Sometimes just showing up is the job

There are days when the hardest part of the job isn’t writing the story. It’s showing up to find it.

For a long time my work has been mostly behind a desk. Layout pages. Edit copy. Proofread headlines. Make sure the ads land where they’re supposed to and the photos don’t crash into the margins. It’s honest work, and it keeps a newspaper running, but it can also put a little distance between a reporter and the community he’s supposed to be covering.

Lately that’s been changing.

The Beacon has new owners and they’re giving me the freedom to do some things I haven’t been able to do in a while like getting out of my office. Go to meetings again. Visit events. Talk to people face to face instead of through emails and phone calls. In theory, that’s exactly what a small-town newspaper editor should be doing. In practice, it can feel a little like the first day of school. This week I walked over to the Council on Aging to cover an event. It wasn’t far. About two-thirds of a mile round trip. Sixty-five degrees outside. A perfectly reasonable day for a walk.

But, I forgot my sunglasses, which is a stupid thing to do when you have Myasthenia Gravis. Two minutes in sunlight and you’re blind. Ten minutes and you’re having trouble breathing. So if you noticed me leaning against a pole waiting for the world to stop spinning, that’s why.

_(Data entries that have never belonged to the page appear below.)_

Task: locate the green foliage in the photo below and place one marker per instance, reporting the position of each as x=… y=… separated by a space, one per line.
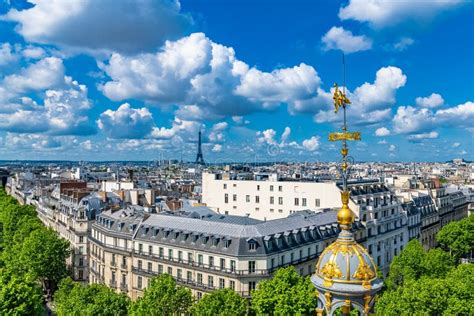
x=19 y=295
x=163 y=297
x=223 y=302
x=457 y=237
x=428 y=283
x=73 y=298
x=453 y=295
x=414 y=262
x=45 y=254
x=287 y=293
x=28 y=249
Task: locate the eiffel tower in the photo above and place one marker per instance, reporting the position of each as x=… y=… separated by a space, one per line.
x=199 y=158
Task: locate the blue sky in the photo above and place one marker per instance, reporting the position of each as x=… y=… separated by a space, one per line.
x=96 y=80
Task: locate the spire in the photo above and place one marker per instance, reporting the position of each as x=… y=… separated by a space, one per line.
x=199 y=157
x=345 y=274
x=345 y=217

The moment passed. I took photos. I talked to a couple of people. I wrote down notes about what was happening and why it mattered. In other words, I did the job.

And walking back to the office, I realized something simple.

It counted as a success. Not because it was dramatic. Not because it involved breaking news or a big investigation. It counted because it was one more step toward something that every community newspaper depends on.

Showing up. Local journalism works best when the reporter is present. When the editor is sitting in the back of the room at the police jury meeting. When someone from the paper is standing near the door at the church supper or watching the game from the bleachers or shaking hands at a school event.

A newspaper doesn’t just report on a community. It lives within it.

That means being willing to leave the comfort of the desk and go out where the stories actually live. Sometimes that means long meetings. Sometimes it means awkward conversations. Sometimes it just means taking a short walk on a sunny afternoon and hoping you remembered to bring shades.

None of it sounds glamorous. Most of the time it isn’t, but those small moments are what keep a local paper connected to the people it serves.

This year is shaping up to be one of change for a lot of us. The newspaper is adjusting to new ownership and new routines. The community adjusting to the new data center bringing new people and businesses. Things are changing, one event and one conversation at a time.

For my part, I’m learning again what I probably knew all along. The stories are still out there.

You just have to show up to find them.

Darryl Riser is editor of the Richland Beacon-News.